DNA amplification fingerprinting (DAF) and nuclear ribosomal DNA (nrDNA) amplification were used to discriminate between two laboratory colonies of two closely related species of weevils: the rice weevil, Sitophilus oryzae (L.), and the maize weevil, S. zeamais Motschulsky. For DAF, three sets of primers (aldolase, prolactin receptor, and interleukin-1 β ) were used for identification by polymerase chain reaction (PCR) and agarose gel electrophoresis, and the highly similar patterns of the resultant amplicons reconfirmed that the two weevils are closely related. The fragments of nrDNA amplification showed that for S. oryzae and S. zeamais , the homologies of the nucleotide sequences of the internal transcribed spacer regions, ITS-1 and ITS-2, were unusually high, at 96% and 97%, respectively.
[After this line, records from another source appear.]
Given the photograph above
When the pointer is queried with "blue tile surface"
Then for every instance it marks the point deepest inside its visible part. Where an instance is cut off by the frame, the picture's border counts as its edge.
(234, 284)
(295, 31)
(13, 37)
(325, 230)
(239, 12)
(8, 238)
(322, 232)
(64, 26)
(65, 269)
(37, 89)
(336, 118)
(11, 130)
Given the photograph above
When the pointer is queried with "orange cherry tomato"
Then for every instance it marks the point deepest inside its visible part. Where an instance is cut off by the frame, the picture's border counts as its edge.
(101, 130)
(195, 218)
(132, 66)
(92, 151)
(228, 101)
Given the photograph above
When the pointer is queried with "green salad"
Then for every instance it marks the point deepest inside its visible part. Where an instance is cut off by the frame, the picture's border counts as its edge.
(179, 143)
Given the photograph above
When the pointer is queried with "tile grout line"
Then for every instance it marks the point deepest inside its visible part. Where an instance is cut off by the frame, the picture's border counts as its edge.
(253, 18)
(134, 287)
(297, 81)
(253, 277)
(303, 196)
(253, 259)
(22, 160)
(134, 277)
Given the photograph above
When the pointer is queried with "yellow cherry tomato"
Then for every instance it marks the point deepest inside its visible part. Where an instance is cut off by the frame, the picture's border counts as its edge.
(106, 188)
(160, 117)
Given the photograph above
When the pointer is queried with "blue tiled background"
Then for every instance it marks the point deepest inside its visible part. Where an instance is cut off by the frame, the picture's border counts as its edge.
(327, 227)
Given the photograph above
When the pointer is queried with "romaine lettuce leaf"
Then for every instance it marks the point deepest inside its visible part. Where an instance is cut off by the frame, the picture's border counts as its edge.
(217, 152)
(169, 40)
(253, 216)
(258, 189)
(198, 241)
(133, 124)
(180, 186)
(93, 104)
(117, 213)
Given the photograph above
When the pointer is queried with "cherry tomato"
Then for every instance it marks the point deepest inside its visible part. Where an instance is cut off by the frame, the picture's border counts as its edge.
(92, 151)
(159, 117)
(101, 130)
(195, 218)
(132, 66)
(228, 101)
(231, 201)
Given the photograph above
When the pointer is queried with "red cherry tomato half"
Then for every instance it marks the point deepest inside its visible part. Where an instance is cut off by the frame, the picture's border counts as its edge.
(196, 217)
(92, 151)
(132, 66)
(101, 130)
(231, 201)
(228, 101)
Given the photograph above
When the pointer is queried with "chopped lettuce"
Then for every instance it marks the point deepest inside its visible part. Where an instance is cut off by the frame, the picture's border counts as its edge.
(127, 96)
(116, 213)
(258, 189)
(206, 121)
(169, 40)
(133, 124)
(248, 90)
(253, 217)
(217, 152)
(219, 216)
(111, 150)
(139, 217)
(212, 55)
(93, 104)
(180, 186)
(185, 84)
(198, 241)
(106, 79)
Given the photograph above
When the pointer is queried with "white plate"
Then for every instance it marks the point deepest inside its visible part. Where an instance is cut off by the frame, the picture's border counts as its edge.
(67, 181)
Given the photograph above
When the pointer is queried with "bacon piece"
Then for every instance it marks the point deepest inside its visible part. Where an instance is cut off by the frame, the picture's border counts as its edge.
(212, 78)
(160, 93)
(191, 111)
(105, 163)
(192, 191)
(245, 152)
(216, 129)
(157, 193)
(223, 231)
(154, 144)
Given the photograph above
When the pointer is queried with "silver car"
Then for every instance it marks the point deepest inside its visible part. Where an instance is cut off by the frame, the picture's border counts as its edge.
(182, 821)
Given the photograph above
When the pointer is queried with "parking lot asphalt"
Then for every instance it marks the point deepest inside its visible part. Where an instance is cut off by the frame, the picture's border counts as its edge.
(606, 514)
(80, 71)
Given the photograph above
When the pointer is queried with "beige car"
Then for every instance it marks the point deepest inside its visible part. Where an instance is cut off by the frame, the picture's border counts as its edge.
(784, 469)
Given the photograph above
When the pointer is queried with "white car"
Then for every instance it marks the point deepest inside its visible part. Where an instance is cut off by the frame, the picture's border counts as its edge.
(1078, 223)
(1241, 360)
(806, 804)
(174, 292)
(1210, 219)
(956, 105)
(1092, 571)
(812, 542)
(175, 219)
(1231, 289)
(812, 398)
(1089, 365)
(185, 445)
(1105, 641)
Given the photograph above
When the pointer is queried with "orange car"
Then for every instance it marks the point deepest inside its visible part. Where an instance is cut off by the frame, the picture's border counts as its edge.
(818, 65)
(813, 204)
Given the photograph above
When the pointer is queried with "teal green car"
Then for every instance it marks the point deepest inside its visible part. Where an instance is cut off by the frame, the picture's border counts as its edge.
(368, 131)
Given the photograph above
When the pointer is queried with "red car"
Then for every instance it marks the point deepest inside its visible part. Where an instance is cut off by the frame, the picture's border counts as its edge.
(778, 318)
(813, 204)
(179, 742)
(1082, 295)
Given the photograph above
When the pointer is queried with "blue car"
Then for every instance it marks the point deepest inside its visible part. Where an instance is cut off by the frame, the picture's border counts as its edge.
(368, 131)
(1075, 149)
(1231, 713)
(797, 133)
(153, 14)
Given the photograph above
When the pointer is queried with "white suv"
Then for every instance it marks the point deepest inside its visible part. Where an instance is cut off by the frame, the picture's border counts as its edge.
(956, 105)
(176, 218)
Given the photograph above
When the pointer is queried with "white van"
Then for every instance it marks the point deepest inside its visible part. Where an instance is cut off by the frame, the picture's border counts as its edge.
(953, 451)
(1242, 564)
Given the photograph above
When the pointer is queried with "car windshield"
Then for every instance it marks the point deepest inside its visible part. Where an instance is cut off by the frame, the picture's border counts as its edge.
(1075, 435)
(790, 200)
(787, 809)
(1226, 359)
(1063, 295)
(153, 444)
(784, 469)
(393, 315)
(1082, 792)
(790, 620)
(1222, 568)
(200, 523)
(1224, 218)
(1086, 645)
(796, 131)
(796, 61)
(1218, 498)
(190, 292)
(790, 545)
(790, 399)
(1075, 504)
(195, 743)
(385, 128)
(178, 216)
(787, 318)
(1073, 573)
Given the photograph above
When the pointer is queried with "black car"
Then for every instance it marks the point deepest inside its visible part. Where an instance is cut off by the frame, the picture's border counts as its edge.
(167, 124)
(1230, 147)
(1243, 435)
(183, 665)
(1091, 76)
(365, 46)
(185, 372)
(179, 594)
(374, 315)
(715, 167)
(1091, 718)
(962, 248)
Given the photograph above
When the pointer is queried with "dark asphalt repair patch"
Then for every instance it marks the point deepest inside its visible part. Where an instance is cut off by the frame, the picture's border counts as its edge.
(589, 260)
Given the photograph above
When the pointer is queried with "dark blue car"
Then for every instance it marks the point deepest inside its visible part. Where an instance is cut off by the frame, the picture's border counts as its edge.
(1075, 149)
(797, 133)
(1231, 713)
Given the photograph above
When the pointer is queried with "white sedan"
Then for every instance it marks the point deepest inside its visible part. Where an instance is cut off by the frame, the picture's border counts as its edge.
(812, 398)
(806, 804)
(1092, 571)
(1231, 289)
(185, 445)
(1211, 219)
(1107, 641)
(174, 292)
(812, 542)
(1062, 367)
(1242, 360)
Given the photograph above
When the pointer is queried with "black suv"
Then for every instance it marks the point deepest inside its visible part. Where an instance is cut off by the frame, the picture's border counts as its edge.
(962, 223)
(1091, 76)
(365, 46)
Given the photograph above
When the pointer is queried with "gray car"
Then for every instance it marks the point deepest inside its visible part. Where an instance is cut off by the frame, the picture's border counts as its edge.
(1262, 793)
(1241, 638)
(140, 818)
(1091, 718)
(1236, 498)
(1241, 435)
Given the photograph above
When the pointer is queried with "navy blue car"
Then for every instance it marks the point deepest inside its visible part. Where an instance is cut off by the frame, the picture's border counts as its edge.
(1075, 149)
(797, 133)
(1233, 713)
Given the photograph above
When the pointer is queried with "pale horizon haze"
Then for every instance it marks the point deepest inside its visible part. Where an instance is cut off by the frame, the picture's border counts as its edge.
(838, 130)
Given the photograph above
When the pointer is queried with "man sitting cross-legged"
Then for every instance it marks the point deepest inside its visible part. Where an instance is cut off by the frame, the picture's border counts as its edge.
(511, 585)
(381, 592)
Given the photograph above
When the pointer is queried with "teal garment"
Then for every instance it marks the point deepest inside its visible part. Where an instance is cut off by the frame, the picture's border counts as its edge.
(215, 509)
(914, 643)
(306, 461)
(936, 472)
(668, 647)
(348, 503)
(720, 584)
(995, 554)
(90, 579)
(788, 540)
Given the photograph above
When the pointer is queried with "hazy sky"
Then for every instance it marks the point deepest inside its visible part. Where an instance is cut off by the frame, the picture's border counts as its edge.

Based on the ITS-1 and ITS-2 sequences, two species-specific primer sets were designed: with the primer set ITS3/So , the predicted 450 bp DNA fragment was yielded with S. oryzae genomic DNA after PCR amplification ( n =10), but no PCR product was obtained with S. zeamais ( n =10); with the primer set ITS3/Sz , the same 10 S. zeamais specimens yielded a 550 bp DNA fragment, but S. oryzae yielded no amplicons. In view of the difficulty of distinguishing between these two closely related species, the specificity and availability of these two primer sets might prove to be a useful tool for distinguishing between them. However, the nrDNA sequences of the ITS-1 and ITS-2 regions of geographically isolated populations of both weevils still need to be elucidated, and the applicability of this technique to different geographical populations will need to be confirmed by further study.